Inox steel casks, 27 m under the floor, using gravity force, and oak casks.

They grew these varieties with densities between 4500 and 7000 plants per ha, most of them with buried drip irrigation system and all of them are grown in trellis.

In Sommos all the processes are completely automated – it’s an incredible system and the bodega shows an excellent video that explains how the wine is made and how the automation helps protect the grapes and produce better wines. They describe wine making as a balance between technology and an art form.

Grapes are harvested by mechanical harvesters with destemming system at night. The unloading is made by vibration avoiding the crushing of the grapes.

Then fermentation starts in casks (the alcoholic fermentation).

bottling plant at sommos vinos

Bottling machine, the process is completly mechanized since cleaning the bottles until to cork them and put in boxes.

Casks are emptied by the force gravity into either concrete or oak casks for the next stage of the fermentation process (malolactic). The deepest point in the winery is actually 27 metres below the ground – this both helps them use gravity to move the wine between the various stages but also keeps the temperatures constant during the year.

Workers don’t to move the casks or barrels, there are robots with a GPS system that moves everything around.

They chose these casks from 200 different woods and treatments.

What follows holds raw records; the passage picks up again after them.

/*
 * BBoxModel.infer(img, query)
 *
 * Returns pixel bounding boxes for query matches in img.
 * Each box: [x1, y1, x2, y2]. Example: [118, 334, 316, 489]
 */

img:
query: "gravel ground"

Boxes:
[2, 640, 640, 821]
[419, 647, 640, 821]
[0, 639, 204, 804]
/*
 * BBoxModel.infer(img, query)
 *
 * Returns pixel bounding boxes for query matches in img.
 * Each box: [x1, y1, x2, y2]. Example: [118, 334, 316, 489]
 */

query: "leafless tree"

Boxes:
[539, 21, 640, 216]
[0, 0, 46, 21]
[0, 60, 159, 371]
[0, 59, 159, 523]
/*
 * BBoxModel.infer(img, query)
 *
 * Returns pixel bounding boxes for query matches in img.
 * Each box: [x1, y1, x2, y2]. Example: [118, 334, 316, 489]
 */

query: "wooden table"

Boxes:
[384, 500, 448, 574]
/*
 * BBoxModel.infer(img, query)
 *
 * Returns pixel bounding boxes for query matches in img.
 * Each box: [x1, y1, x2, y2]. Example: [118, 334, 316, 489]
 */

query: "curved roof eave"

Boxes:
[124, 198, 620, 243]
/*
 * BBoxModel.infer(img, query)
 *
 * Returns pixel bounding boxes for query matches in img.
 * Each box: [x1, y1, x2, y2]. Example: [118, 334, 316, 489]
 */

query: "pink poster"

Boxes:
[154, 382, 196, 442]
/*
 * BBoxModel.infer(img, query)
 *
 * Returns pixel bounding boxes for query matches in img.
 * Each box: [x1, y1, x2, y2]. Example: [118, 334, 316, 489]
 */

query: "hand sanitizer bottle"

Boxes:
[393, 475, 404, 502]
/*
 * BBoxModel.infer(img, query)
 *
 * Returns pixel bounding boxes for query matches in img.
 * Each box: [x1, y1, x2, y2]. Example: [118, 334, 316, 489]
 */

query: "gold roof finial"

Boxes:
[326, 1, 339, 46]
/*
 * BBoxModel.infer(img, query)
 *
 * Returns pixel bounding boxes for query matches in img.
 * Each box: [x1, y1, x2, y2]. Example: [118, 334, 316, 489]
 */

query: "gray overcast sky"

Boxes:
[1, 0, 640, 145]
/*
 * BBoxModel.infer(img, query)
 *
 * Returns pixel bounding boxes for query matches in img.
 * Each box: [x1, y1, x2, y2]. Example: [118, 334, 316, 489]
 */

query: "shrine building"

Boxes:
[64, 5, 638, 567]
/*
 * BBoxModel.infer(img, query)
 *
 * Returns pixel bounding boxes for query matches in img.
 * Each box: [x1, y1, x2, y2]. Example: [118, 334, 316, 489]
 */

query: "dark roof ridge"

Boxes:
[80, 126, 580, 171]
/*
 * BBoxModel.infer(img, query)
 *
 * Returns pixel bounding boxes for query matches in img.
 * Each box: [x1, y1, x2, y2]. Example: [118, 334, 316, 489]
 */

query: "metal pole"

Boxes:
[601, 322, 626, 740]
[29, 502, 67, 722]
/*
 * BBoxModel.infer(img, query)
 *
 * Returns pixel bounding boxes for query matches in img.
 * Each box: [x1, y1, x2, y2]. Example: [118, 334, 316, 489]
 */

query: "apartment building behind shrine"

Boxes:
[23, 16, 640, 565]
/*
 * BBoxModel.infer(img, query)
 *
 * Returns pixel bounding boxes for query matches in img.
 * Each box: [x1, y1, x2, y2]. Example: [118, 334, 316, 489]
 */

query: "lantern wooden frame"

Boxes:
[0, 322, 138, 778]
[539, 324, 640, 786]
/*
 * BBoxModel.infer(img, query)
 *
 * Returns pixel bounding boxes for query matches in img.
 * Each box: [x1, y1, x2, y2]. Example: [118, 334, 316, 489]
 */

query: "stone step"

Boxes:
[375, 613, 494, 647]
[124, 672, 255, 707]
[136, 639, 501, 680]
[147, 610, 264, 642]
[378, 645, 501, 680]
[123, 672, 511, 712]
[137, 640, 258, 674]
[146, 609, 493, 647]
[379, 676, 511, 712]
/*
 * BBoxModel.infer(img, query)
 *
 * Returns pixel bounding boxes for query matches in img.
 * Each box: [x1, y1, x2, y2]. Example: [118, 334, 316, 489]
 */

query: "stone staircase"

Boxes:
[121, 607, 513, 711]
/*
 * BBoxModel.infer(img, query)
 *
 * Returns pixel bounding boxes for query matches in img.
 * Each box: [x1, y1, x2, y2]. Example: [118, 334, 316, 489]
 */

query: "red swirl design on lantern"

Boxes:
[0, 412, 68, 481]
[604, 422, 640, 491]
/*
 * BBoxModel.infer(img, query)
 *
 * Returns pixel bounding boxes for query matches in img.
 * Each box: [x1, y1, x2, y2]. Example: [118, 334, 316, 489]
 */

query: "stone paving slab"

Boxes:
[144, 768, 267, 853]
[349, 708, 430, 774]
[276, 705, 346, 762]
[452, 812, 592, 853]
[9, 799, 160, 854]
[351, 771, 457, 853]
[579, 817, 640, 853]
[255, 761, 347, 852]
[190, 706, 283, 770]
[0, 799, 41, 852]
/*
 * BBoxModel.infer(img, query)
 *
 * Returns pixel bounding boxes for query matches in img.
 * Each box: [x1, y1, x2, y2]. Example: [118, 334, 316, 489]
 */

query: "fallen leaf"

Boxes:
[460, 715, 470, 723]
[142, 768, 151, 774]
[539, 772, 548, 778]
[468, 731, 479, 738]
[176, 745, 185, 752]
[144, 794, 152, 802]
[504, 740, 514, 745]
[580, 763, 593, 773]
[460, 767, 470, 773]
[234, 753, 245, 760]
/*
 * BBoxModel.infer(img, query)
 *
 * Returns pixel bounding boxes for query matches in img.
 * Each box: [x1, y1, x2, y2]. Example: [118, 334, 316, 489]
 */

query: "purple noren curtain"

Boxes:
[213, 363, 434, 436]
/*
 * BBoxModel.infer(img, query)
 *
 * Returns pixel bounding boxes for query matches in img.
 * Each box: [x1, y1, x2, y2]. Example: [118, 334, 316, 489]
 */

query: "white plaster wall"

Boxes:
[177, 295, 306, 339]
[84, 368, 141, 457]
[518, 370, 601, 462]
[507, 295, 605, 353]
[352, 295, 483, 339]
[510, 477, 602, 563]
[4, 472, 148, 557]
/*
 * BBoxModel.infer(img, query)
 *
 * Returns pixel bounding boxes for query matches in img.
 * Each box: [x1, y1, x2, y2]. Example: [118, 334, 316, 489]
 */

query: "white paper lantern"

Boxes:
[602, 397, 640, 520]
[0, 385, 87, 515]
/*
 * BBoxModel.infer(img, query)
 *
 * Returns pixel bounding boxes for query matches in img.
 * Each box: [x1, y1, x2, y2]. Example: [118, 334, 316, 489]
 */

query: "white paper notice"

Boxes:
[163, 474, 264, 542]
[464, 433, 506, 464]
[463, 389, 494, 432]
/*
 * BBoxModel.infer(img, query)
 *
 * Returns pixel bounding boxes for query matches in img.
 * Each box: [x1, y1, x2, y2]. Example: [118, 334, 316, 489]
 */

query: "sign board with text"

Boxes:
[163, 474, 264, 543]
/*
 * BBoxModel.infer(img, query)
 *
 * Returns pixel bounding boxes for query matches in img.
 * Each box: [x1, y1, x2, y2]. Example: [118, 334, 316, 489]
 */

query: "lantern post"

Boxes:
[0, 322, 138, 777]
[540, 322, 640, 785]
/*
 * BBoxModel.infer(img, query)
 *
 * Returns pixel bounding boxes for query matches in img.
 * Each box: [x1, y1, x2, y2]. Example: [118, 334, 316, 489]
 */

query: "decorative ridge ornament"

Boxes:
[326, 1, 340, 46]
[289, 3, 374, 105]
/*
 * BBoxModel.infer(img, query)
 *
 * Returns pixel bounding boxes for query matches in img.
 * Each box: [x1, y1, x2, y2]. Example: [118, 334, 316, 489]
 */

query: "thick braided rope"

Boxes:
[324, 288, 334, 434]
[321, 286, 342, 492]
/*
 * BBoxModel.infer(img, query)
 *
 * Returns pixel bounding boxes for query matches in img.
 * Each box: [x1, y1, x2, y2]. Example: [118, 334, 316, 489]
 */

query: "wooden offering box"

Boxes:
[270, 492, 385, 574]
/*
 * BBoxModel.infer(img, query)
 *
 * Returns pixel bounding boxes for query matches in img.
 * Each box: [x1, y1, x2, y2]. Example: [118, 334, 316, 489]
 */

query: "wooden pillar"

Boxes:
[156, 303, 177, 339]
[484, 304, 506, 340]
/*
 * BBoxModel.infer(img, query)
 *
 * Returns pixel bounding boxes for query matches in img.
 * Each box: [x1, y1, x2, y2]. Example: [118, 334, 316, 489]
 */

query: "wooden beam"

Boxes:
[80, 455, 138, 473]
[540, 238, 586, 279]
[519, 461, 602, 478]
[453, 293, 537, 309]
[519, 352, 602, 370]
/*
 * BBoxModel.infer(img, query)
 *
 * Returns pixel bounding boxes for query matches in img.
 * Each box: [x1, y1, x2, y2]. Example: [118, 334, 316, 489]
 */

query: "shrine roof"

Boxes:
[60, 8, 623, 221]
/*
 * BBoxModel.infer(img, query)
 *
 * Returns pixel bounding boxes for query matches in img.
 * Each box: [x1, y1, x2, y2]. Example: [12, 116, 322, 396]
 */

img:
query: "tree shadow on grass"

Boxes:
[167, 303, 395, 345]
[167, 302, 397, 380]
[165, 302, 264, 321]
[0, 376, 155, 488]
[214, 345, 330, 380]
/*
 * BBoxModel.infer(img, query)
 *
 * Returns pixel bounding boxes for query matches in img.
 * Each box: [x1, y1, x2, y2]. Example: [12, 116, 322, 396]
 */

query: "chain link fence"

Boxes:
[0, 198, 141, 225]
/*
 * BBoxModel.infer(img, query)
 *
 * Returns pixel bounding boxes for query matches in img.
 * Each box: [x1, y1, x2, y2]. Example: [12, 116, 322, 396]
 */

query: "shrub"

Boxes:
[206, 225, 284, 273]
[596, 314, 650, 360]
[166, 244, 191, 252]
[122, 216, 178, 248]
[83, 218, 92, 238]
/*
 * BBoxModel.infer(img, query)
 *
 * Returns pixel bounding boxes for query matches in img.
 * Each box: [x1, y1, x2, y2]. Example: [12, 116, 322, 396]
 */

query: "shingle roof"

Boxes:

They don’t use natural cork, they prefer cork conglomerate to avoid oxygen entering the wine. The winery is able to bottle 6500 bottles per hour.

 To finish the fabulous visit, we ate in their restaurant, with views over the vineyards. The food was fabulous!

Thank you Blanca and Sommos for a great day out. We look forward to showing our guests around this fantastic bodega!